Having followed, listened to or watched every games in the last half-century, I have accumulated an extraordinary jumble of memories, from the extremely painful – the thrill of hearing Kol Yisrael broadcast the report from Munich airport that the German police had successfully saved the kidnapped Israeli sportsmen in Munich. (Yes, it really happened, and then-premier Golda Meir, along with half the nation, drank a “lechaim” before the correct version emerged.) To merely weird memories, such as the introduction of high-jumping backwards via the “Fosbury flop” in Mexico City. (Yes, people used to jump up facing the bar, which was considered normal…)
Nor have I allowed that enjoyment to be marred by growing awareness of the unsavory aspects of the games. The old Soviet Bloc countries used to pour resources into their athletes, but these resources included not just money but also drugs that “enhanced” their performances, as well as altering their metabolisms. How dastardly! How shameful!
But we then discovered that the “Evil Empire” was not alone in these pranks, and even the good guys, including supposedly squeaky clean countries like Canada (remember Ben Johnson?) and the Scandinavians, were also at it.
Anyway, any system that took little kids and forced them to train for many hours each day – whether at swimming, gymnastics, or whatever other sporting slavery they were pressed into performing – was fundamentally warped, even if it was promoted in the land of the “free.”
The Olympics was never for squeamish people with high moral principles. They were for people who wanted to have a good time and not think about big ideas, just to relapse into mindless – but largely harmless – nationalism for a few days. And they still are.
But the world in which the Games themselves are held has changed – not just in the geo-political sense, but in a deeper, more all-encompassing sense. Indeed, one could legitimately claim that the ghost of the old USSR, of Ceaucescu’s wondrous gymnasts and the East German medal machine, is not only alive and well, but has won the larger contest.
It seems to me impossible to deny any longer that the Olympic Games is now a global spectacle – a circus in the full Roman tradition of “bread and circuses.”
For those unfamiliar with the term, here is instant enlightenment from Wikipedia: “Bread and Circuses" (or bread and games, from Latin: panem et circenses) is a metaphor for a superficial means of appeasement.
In the case of politics, the phrase is used to describe the creation of public approval, not through exemplary or excellent public service or policy, but through diversion, distraction, and/or the mere satisfaction of the immediate, shallow requirements of a populace... the phrase also implies the erosion or ignorance of civic duty amongst the concerns of the common man.”

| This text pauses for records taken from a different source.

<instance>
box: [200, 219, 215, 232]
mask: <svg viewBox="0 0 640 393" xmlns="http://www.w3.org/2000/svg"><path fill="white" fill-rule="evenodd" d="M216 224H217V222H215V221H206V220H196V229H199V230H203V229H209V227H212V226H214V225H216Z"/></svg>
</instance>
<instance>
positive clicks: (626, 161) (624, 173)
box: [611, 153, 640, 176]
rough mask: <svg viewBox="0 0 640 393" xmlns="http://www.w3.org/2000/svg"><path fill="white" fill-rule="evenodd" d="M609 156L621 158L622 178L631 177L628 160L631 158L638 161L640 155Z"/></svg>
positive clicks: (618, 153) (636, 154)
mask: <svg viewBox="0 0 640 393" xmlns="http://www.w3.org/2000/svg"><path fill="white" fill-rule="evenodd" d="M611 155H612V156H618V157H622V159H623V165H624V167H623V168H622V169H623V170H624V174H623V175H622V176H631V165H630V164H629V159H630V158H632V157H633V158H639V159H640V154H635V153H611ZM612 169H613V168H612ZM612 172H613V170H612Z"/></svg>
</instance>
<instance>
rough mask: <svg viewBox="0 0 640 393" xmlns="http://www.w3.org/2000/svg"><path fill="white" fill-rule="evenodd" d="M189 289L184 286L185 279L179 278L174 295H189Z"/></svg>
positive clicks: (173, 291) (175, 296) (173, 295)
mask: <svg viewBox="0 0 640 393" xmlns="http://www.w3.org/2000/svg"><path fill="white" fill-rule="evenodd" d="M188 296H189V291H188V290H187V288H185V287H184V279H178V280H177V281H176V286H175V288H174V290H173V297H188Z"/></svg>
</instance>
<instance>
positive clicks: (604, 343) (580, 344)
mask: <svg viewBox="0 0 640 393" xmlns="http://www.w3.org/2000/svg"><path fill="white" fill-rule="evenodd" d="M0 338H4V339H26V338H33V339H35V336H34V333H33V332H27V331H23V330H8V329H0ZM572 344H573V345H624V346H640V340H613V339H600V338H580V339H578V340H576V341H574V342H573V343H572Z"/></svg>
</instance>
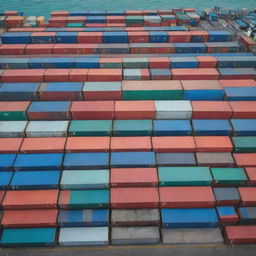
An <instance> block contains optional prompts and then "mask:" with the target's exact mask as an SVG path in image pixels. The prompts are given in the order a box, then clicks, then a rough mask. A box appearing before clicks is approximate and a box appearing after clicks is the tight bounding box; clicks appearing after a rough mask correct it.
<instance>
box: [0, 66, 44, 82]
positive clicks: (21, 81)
mask: <svg viewBox="0 0 256 256" xmlns="http://www.w3.org/2000/svg"><path fill="white" fill-rule="evenodd" d="M44 73H45V69H8V70H5V71H4V72H3V74H2V76H1V82H3V83H40V82H43V77H44Z"/></svg>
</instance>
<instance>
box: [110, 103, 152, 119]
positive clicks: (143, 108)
mask: <svg viewBox="0 0 256 256" xmlns="http://www.w3.org/2000/svg"><path fill="white" fill-rule="evenodd" d="M155 111H156V110H155V103H154V101H116V102H115V119H155Z"/></svg>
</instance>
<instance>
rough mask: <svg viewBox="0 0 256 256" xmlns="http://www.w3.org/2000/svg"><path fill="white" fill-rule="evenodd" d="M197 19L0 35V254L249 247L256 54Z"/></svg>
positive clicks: (144, 11) (130, 11)
mask: <svg viewBox="0 0 256 256" xmlns="http://www.w3.org/2000/svg"><path fill="white" fill-rule="evenodd" d="M181 12H182V13H181ZM192 13H194V15H193V14H192ZM213 14H214V13H213ZM213 14H210V17H211V19H215V16H214V15H213ZM15 15H16V14H15ZM196 15H197V14H196V13H195V12H194V10H193V9H186V10H185V9H184V10H178V9H177V10H165V11H164V10H163V11H160V10H158V11H157V12H155V11H147V12H146V11H127V12H125V13H114V12H113V13H106V12H83V11H81V12H53V13H52V16H51V18H50V20H49V24H45V25H44V26H41V25H40V27H38V24H37V22H35V20H37V19H32V18H31V19H26V21H24V23H25V22H26V25H24V27H19V26H23V25H19V24H18V25H17V24H16V25H11V26H12V27H13V28H11V29H9V30H7V31H6V32H5V33H3V34H2V35H1V42H2V43H1V44H0V52H1V56H0V69H1V70H0V201H1V212H0V213H1V220H0V221H1V222H0V230H1V237H0V245H1V246H42V245H43V246H53V245H69V246H71V245H73V246H74V245H108V244H113V245H117V244H155V243H164V244H176V243H179V244H180V243H223V242H227V243H256V90H255V89H256V82H255V79H256V70H255V67H256V64H255V63H256V59H255V55H254V54H253V53H251V52H247V50H250V49H251V48H250V47H251V46H252V45H253V43H252V42H250V41H248V40H247V39H246V38H244V37H241V38H240V41H239V42H237V41H236V40H235V38H234V36H233V33H231V32H230V31H226V30H225V31H223V30H217V31H216V30H214V31H204V30H203V29H202V28H200V27H197V28H191V27H189V26H188V24H190V25H194V24H196V25H198V23H199V20H197V18H196ZM11 17H20V16H17V15H16V16H11ZM8 19H9V17H8V18H4V19H2V20H8ZM12 19H13V20H14V19H15V18H12ZM16 19H18V18H16ZM192 20H193V22H194V23H193V24H191V21H192ZM110 21H111V22H110ZM160 25H162V26H160ZM170 25H173V26H170ZM17 27H18V28H17ZM84 27H85V28H84ZM185 30H186V31H185Z"/></svg>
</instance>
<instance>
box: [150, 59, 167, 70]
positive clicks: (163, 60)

That could hardly be surpassed as a description of the Olympic Games in the 21st century, when the common feature of all countries – from America to Vietnam and from Brazil to North Korea – is the emergence of a rich elite, increasingly detached from the increasingly impoverished masses – and even from the increasingly pressured middle classes of the developed countries.
The common interest of all the elites in every country is to “divert, distract and satisfy the immediate shallow requirements of the global populace.” If the Olympic Games, the World Cup and professional sport generally did not already exist, they would have had to invent them. As it is, they have merely had to massively magnify the pre-existing frameworks they found in place, following along the path laid down by the USSR et al vis-à-vis their hapless populations.
Unfortunately for the ruling elites, it is proving much easier to provide the games and circuses than to deliver the bread part of the formula. Even the most powerful countries, the richest elites and the cleverest manipulators are unable to make the rains come – whether in the American Midwest or in northern India or southern Europe. The result is wilting harvests, soaring prices for corn, wheat, etc. and a looming shortage of these essentials.
Keeping the masses quiescent requires, as a sine qua non, keeping their bellies full by putting reasonably cheap bread, pita or rice on their tables. If that can’t be done, games and circuses will prove quite inadequate to prevent upheaval and revolution.